Car Free Vancouver Day is tomorrow (Sunday, June 17/Father’s Day) and there is one event in particular that I hope will be well-attended: the SFU Philosophers’ Café “Street Life” discussion on Main Street at East 13th Avenue, 2:00-3:00 p.m. Moderator Terry Lavender, a PhD candidate at SFU’s School for Interactive Arts and Technology, will lead the conversation: “Before the age of the automobile, streets had many different types of users. Can our streets be reclaimed for the public realm while still allowing for efficient transportation?”
The inclusion of this discussion in the line-up of events at Car Free Vancouver Day’s festival sites is important. It reminds us that Car Free Vancouver Day is not just a single day where we party and leave private vehicles parked. Gathering together on our streets is political even if we’re there to watch some of the music acts (like Headwater on Commercial Drive, The Evaporators on Main Street or Reid Jamieson on Denman Street) or participate in activities like dancing, street hockey or knitting. When we take to the streets with our neighbours we are challenging car culture. We’re building community. We’re reminded that Less Cars = More Community / More Community = Less Cars, in the words of the original message of the first car-free festival in Vancouver.
Car Free Vancouver Day began in 2005 as the Commercial Drive Car-Free Festival: “[The Drive] launched the first community-driven Car-Free Festival in Vancouver as a response to the provincial government’s Gateway Program, also known as the Port Mann/Highway 1 Improvement Project. Organizers also wanted to create a community festival at a time when there were few such events in the city. The Festival was wholly volunteer-organized and presented… It was an enormous success, bringing over 25,000 people out to celebrate the community and party in the street” (Car Free Vancouver Day About page).

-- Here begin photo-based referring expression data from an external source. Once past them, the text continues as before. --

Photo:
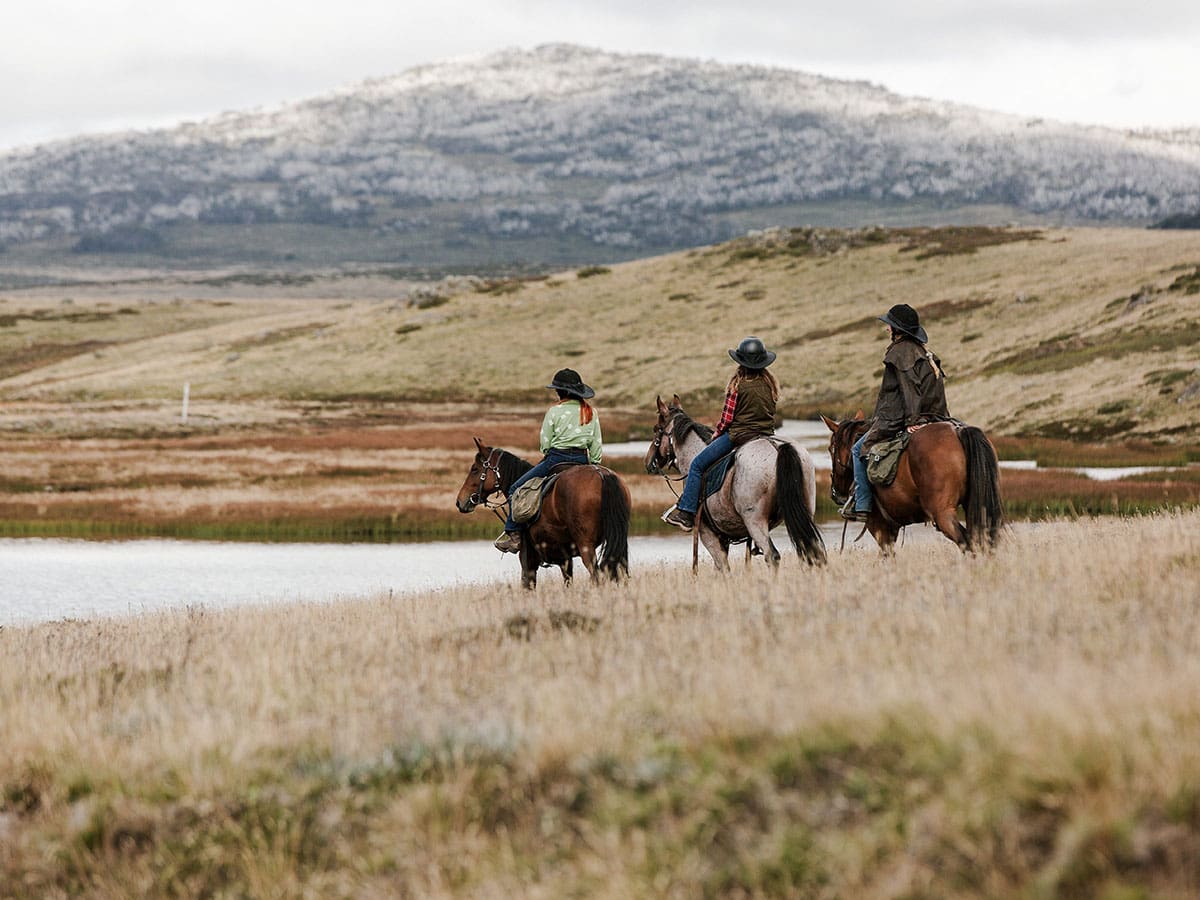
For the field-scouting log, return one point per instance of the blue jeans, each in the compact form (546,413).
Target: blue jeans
(552,459)
(689,501)
(862,484)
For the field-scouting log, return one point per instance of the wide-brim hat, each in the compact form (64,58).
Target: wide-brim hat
(904,318)
(569,382)
(753,354)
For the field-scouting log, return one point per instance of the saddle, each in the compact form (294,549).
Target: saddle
(527,499)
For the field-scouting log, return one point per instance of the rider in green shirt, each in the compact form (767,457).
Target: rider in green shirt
(570,433)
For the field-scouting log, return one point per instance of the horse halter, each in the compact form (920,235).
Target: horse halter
(663,460)
(479,497)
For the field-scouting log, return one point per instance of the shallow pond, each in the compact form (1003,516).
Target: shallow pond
(58,579)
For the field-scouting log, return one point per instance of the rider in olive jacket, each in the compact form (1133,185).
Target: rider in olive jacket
(912,394)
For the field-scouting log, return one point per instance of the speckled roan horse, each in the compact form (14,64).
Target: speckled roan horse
(945,466)
(771,483)
(585,515)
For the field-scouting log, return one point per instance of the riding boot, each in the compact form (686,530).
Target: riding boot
(509,543)
(853,515)
(679,519)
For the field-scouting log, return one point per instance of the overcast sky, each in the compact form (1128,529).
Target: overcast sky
(75,66)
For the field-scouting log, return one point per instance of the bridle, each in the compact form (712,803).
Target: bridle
(837,467)
(479,497)
(670,459)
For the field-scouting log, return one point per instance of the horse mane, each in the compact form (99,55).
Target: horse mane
(685,425)
(511,467)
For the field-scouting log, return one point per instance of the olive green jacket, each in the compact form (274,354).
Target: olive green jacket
(755,413)
(912,393)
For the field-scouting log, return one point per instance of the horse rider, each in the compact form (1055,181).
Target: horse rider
(912,395)
(570,433)
(749,413)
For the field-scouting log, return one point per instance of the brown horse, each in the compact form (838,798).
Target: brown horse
(945,466)
(772,484)
(585,515)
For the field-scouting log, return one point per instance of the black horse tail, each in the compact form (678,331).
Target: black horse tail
(983,507)
(613,551)
(792,508)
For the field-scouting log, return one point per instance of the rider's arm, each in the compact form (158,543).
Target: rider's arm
(547,429)
(595,444)
(911,390)
(731,406)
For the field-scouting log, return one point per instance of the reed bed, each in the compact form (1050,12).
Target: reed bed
(1023,724)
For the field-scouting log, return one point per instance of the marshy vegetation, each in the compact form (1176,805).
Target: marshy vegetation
(1024,724)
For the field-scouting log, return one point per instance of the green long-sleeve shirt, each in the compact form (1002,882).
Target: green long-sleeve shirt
(561,430)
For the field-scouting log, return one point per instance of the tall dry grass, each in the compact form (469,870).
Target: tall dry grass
(934,725)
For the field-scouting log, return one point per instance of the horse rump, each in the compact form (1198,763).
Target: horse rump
(792,508)
(982,504)
(613,550)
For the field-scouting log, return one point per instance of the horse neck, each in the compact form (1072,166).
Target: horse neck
(511,468)
(689,450)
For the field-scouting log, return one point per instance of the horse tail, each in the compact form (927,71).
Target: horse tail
(983,507)
(792,507)
(613,551)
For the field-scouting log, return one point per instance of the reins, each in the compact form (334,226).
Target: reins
(484,499)
(659,436)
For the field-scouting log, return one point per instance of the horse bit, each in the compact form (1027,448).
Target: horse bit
(660,435)
(481,499)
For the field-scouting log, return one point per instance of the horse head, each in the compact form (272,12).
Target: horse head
(841,443)
(661,454)
(483,480)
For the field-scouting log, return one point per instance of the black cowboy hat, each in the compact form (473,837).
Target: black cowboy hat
(569,382)
(904,318)
(753,354)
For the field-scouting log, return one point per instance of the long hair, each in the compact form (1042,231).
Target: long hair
(586,411)
(745,375)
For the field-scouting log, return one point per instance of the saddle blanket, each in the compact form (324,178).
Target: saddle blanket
(715,474)
(527,498)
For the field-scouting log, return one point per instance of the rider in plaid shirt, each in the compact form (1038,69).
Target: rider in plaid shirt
(749,413)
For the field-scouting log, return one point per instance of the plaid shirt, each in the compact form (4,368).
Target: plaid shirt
(731,405)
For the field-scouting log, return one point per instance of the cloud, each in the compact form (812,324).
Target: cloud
(81,65)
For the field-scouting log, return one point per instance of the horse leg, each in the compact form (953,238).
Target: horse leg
(760,533)
(528,558)
(588,557)
(883,532)
(947,522)
(717,549)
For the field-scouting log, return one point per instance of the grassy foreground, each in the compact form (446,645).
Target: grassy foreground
(1020,725)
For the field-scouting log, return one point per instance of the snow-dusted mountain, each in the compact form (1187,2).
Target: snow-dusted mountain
(630,153)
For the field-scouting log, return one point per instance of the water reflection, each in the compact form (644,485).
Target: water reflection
(58,579)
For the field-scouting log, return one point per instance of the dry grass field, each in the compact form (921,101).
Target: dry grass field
(341,405)
(1080,334)
(1025,724)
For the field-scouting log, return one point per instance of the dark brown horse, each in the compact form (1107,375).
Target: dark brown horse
(945,466)
(585,515)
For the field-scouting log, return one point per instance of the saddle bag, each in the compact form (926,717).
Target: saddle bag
(883,460)
(527,499)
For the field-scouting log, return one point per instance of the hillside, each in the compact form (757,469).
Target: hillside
(562,155)
(1086,334)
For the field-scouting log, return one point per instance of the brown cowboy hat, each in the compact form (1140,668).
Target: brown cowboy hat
(753,354)
(569,382)
(904,318)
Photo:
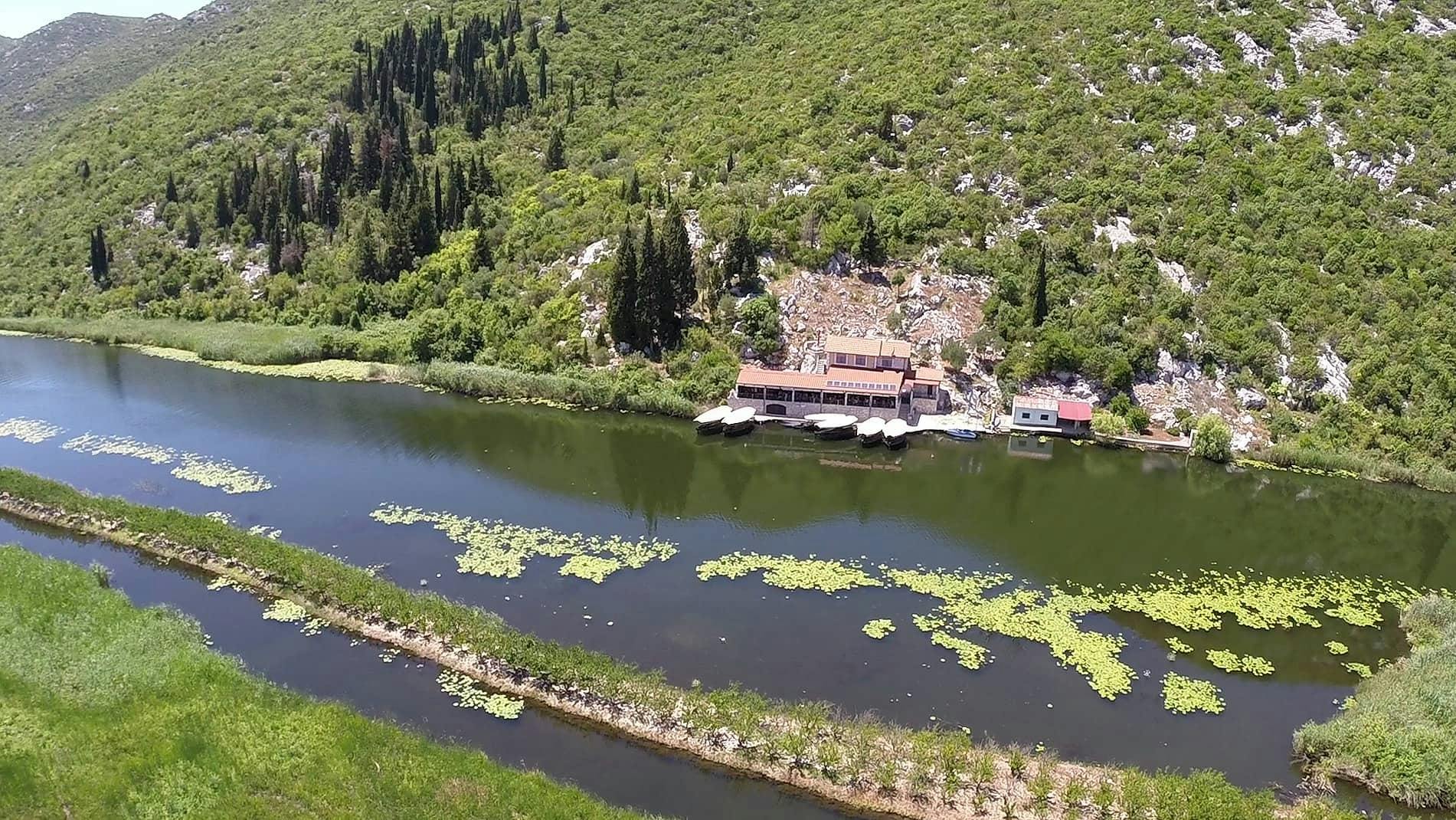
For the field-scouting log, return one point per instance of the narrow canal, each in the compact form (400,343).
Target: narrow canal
(1043,513)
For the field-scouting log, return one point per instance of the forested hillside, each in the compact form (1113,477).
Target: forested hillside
(1260,192)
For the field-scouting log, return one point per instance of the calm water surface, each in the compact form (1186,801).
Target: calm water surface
(1047,513)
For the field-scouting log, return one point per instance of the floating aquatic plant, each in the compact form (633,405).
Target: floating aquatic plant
(1231,661)
(1184,695)
(28,430)
(472,697)
(879,628)
(198,469)
(790,572)
(1359,669)
(501,549)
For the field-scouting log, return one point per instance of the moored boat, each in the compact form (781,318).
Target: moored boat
(871,430)
(738,421)
(836,427)
(896,433)
(712,421)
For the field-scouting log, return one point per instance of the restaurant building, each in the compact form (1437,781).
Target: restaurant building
(864,378)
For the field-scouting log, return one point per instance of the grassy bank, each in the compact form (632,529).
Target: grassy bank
(858,761)
(1356,465)
(114,711)
(263,347)
(1398,734)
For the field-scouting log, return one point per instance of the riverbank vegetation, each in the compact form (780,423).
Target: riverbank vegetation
(856,761)
(1398,733)
(113,711)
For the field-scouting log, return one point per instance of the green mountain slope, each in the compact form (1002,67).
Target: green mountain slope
(1257,190)
(69,63)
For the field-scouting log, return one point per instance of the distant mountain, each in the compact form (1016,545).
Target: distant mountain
(69,63)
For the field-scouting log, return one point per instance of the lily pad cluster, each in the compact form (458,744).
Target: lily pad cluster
(790,572)
(191,467)
(501,549)
(1184,695)
(28,430)
(1231,661)
(472,697)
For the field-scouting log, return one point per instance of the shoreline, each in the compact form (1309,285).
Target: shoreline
(456,378)
(925,776)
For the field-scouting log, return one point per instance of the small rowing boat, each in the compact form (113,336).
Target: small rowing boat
(712,421)
(869,430)
(896,433)
(738,421)
(836,427)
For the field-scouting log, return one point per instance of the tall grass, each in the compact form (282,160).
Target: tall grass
(813,743)
(116,711)
(231,341)
(1363,465)
(1398,733)
(597,388)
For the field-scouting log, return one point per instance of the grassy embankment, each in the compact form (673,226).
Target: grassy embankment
(859,762)
(1398,734)
(378,353)
(114,711)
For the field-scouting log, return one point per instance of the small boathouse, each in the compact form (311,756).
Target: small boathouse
(862,378)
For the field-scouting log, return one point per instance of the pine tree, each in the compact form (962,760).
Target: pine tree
(1039,297)
(740,261)
(221,208)
(366,257)
(622,293)
(483,255)
(194,231)
(101,260)
(557,150)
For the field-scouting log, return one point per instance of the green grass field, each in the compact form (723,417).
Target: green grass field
(114,711)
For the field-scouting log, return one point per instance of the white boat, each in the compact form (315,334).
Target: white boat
(896,433)
(836,427)
(869,430)
(738,421)
(712,421)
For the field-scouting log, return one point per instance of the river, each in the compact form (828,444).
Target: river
(1047,513)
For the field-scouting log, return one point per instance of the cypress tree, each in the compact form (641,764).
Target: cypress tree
(101,260)
(622,293)
(481,254)
(194,231)
(223,208)
(557,150)
(1039,297)
(869,248)
(653,289)
(740,263)
(677,258)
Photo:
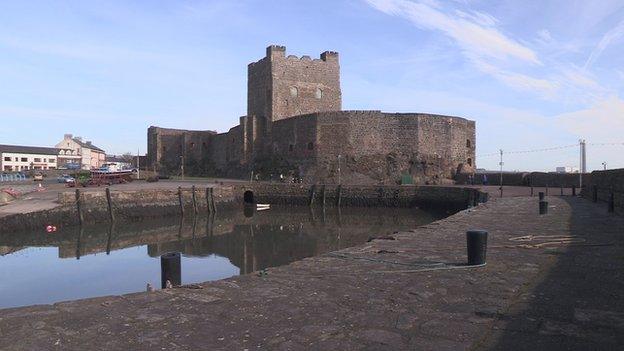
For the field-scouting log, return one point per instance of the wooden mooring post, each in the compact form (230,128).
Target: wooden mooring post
(79,207)
(338,195)
(212,202)
(208,202)
(312,194)
(181,201)
(109,201)
(194,200)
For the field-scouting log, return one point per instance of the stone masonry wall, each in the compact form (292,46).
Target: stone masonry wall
(165,146)
(606,183)
(375,147)
(280,87)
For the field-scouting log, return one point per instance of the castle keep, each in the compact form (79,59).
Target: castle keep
(295,126)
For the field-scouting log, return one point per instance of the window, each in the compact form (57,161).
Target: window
(318,94)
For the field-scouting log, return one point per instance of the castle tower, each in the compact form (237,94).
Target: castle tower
(279,87)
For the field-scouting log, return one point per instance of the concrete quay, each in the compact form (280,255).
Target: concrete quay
(561,291)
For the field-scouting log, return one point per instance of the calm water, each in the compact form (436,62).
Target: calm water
(40,267)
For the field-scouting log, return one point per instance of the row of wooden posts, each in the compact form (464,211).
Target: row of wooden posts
(210,203)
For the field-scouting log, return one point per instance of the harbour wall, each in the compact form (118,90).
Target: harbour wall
(144,204)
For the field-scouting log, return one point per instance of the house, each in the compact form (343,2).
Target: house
(119,162)
(74,151)
(16,158)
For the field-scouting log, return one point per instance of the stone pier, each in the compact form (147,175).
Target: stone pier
(552,282)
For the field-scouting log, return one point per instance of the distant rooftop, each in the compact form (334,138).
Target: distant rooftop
(37,150)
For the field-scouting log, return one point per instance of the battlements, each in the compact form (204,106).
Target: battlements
(279,51)
(329,56)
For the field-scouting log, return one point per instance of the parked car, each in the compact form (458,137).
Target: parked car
(65,178)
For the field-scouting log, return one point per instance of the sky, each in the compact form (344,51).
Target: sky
(532,74)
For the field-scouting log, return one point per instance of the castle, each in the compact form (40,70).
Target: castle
(295,126)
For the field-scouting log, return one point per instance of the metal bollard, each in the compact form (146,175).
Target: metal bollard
(170,269)
(476,245)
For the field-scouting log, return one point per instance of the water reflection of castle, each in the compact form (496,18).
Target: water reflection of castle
(267,239)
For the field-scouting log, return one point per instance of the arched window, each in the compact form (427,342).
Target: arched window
(319,93)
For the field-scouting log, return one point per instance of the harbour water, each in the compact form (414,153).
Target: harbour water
(72,263)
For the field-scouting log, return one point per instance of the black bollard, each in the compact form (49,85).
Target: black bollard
(611,203)
(476,244)
(171,269)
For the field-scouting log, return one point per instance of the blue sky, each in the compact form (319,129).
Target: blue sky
(533,74)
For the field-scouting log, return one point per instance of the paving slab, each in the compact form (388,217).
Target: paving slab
(562,291)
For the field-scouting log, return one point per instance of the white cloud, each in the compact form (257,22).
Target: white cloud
(468,31)
(519,81)
(544,36)
(614,34)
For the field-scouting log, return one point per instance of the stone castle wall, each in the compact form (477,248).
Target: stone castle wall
(165,146)
(295,127)
(280,87)
(375,147)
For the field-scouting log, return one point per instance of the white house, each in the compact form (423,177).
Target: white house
(74,150)
(15,158)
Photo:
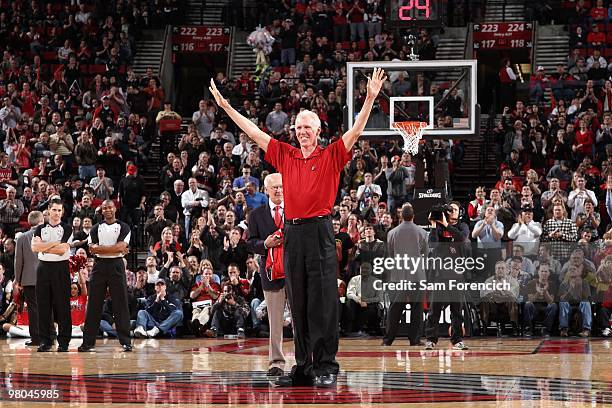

Today, Car Free Vancouver Day remains 100% volunteer organized and run and the purpose of the day is still about taking over the streets and reclaiming them for communities. Matt Hern, one of the co-founders of Car Free Vancouver Day writes in his wonderfully thought-provoking book, Common Ground in a Liquid City: “[It] is eminently possible to push [Vancouver] and any other city away from car culture. If we want a city of neighbourhoods that is built for people, it is blindingly obvious that we need fewer cars charging around, and that future is something we can build. If we don’t, who will?” Let’s think about this tomorrow and make it an opportunity to consider our transportation choices and how we can work together to return public space to people. And let’s continue the discussion and action in the days that follow.